Going all-in, early, on least-privilege access
“Pella has long enforced a, we’ll call it, least privileges approach. That allowed us to isolate areas that had accumulated some additional privileges and were causing more issues. We started dialing back those privileges, and you know what? The problems also went away. So, that’s been very helpful,” Baldwin said. “Another thing that I’ve been very pleased with is, it gives us a better idea of where devices drop off our domain.”
Establishing endpoint visibility and control early in any zero-trust roadmap is table stakes for building a solid foundation that can support advanced techniques, including network and identity microsegmentation. Pella realized how important it was to get this right and decided to delegate it to a managed 24/7 security operations center run by CrowkdStrke and its Falcon Complete Service.
“We’ve been extremely satisfied with that. Then I was one of the early adopters of the Identity Protection Service. It was still called Preempt when we purchased it from CrowdStrike. That has been fantastic for having that visibility and understanding of what is normal behavior based on identity. If a user is logging into these same three devices on a routine basis, that’s fine, but if the user suddenly starts trying to log into an active directory domain controller, I’d like to know about that and maybe stop it.”
Know what zero-trust success looks like
Pella’s approach to zero trust centers on practical insights it can use to anticipate and shut down any type of attack before it starts. Of the many manufacturers VentureBeat has spoken with about zero trust, nearly all say that they need help keeping up with their proliferating number of endpoints and identities as their manufacturing operations shift to support more reshoring and nearshoring nearshoring. They’ve also told VentureBeat that perimeter-based cybersecurity systems have proven too inflexible to keep up.

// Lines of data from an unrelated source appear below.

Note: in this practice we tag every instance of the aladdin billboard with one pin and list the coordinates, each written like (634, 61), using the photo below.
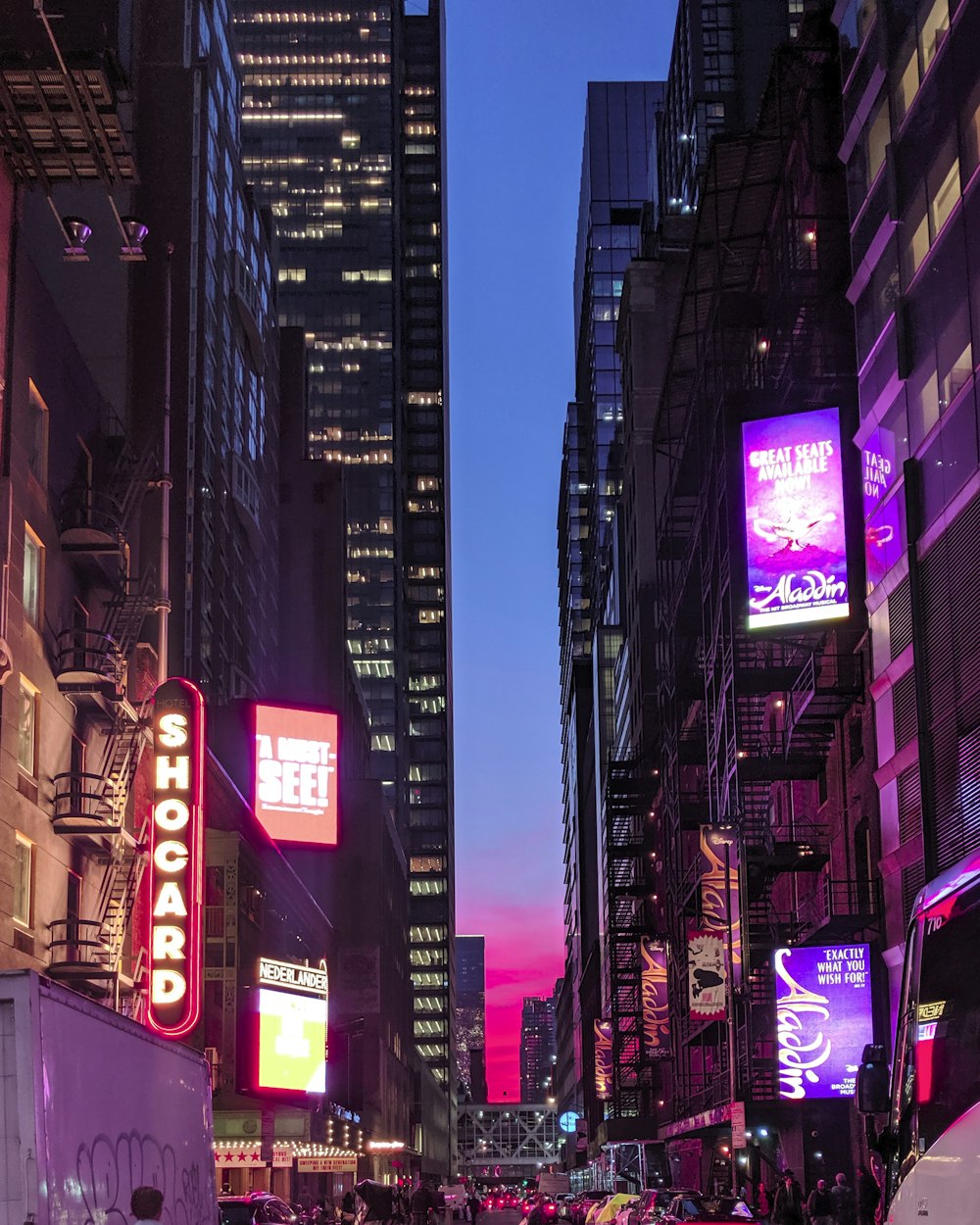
(603, 1034)
(295, 773)
(656, 1000)
(822, 1018)
(292, 1027)
(794, 519)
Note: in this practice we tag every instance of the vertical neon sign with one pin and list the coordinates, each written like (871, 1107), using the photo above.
(176, 858)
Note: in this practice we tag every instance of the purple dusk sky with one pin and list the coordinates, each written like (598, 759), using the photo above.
(515, 97)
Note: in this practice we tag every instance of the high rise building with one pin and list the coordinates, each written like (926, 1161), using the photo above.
(537, 1048)
(911, 96)
(719, 64)
(470, 1015)
(754, 764)
(618, 132)
(221, 378)
(343, 128)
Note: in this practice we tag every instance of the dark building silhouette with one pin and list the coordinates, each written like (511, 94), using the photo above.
(470, 1017)
(615, 166)
(537, 1048)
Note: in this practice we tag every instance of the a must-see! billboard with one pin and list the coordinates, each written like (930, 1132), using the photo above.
(292, 1004)
(797, 543)
(822, 1018)
(295, 773)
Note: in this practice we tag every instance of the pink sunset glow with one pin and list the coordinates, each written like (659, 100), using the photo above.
(523, 956)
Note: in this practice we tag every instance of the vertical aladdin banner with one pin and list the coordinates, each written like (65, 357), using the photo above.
(603, 1059)
(719, 890)
(794, 519)
(656, 1015)
(706, 974)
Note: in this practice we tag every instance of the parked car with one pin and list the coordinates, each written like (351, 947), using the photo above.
(608, 1211)
(594, 1208)
(256, 1208)
(652, 1205)
(582, 1203)
(691, 1209)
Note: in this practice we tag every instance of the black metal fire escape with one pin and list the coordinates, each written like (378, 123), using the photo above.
(94, 669)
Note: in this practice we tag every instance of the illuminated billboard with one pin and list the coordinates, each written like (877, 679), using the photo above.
(603, 1035)
(292, 1004)
(295, 773)
(656, 999)
(822, 1018)
(794, 519)
(176, 858)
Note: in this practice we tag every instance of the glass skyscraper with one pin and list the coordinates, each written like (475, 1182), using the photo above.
(342, 121)
(620, 123)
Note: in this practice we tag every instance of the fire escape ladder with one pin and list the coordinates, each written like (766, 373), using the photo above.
(824, 689)
(628, 794)
(125, 615)
(121, 888)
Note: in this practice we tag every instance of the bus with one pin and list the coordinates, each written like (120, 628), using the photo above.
(931, 1142)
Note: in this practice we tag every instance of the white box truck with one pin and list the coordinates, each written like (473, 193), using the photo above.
(93, 1105)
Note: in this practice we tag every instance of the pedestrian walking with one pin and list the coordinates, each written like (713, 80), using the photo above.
(819, 1205)
(763, 1206)
(846, 1205)
(146, 1205)
(788, 1201)
(868, 1194)
(421, 1203)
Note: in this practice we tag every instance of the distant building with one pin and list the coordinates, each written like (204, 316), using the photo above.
(537, 1048)
(470, 1017)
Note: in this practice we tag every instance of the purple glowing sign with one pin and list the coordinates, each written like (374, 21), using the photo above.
(822, 1018)
(877, 466)
(883, 532)
(794, 519)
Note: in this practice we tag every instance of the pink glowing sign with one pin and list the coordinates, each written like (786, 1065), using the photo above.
(794, 519)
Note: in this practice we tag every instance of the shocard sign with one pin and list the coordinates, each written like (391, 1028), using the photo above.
(176, 858)
(295, 773)
(822, 1018)
(292, 1027)
(794, 519)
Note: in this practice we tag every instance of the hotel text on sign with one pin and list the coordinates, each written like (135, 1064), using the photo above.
(295, 774)
(176, 858)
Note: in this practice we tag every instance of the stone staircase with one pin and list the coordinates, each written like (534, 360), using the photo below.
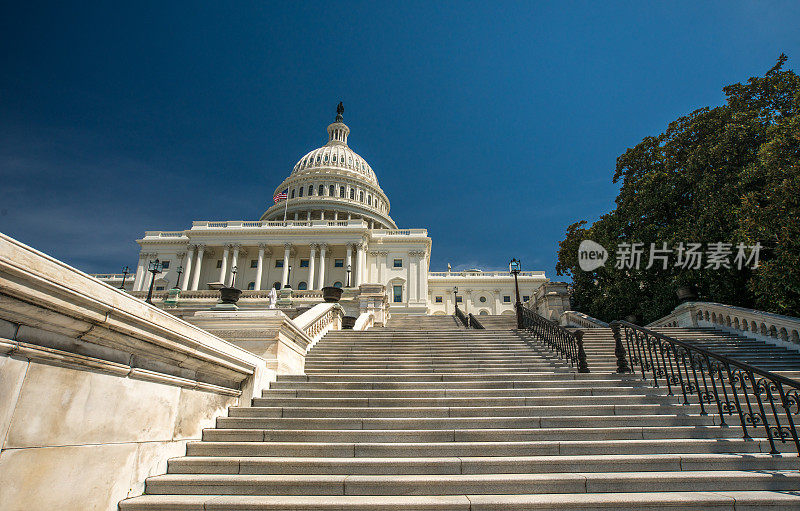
(468, 420)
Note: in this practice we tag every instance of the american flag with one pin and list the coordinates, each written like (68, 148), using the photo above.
(281, 196)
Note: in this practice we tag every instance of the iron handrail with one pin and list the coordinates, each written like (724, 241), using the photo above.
(475, 323)
(566, 343)
(713, 379)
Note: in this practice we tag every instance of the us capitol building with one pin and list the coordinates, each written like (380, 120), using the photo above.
(330, 225)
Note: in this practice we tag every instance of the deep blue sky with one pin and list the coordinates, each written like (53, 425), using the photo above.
(495, 125)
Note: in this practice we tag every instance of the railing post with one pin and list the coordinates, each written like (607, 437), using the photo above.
(583, 367)
(619, 350)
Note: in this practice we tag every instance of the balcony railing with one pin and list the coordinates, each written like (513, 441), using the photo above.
(758, 399)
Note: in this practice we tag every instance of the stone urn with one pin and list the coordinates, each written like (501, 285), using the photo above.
(229, 294)
(331, 294)
(686, 293)
(348, 322)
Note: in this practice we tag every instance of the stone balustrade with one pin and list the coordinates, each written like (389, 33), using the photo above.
(98, 388)
(773, 328)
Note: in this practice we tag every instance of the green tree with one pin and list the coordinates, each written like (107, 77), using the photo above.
(725, 174)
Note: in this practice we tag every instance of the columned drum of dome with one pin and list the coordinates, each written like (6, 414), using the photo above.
(333, 183)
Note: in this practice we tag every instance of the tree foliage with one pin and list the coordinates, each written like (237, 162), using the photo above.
(726, 174)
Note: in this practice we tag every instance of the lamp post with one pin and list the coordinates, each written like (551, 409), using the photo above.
(515, 267)
(155, 268)
(288, 278)
(178, 280)
(125, 272)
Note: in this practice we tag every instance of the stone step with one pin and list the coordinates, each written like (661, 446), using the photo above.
(468, 435)
(518, 448)
(481, 465)
(651, 501)
(457, 484)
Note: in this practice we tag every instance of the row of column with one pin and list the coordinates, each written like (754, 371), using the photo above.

Pella is overcoming those challenges by taking an identity-first approach to zero trust. The company has decreased stale and over-privileged accounts by 75%, significantly reducing the corporate attack surface. It has also reduced its incident resolution from days to 30 minutes and alleviated the need to hire six full-time employees to run a 24/7 security operations center (SOC) now that CrowdStrike is managing that for them.
Pella’s advice: Think of zero trust as TSA PreCheck for identity-based access
Baldwin says his favorite approach to explaining zero trust is to use an allegory. His favorite is as follows: “So when people ask me, what do you mean by zero trust? I say, ‘You’ve experienced zero trust every time you enter a commercial airport.’ You have to have identity information provided upfront. They have to understand why you’re there, what flight you’re taking … Don’t bring these things to the airport, three-ounce bottles, whatever, all the TSA rules. Then you go through a standard security screening. Then you … behave expectedly. And if you misbehave, they’ll intervene.”
He continued, “So when people go, ‘Oh, that’s what zero trust is,’ I’m thinking, yeah, I’m trying to build that airport experience, perhaps with better ambiance and a better user experience. But in the end, if you can follow all of those rules, you should have no problem getting from development to test to QA to deployed to production and have people use it. If you are a, we’ll say, security practitioner, good in your field, maybe you can sign up for that TSA PreCheck, and you can have a speed pass.”
Pella’s vision of zero trust is providing PreCheck for every system user globally, not slowing down production but providing identity-based security at the scale and speed needed to keep manufacturing and fulfilling customer orders.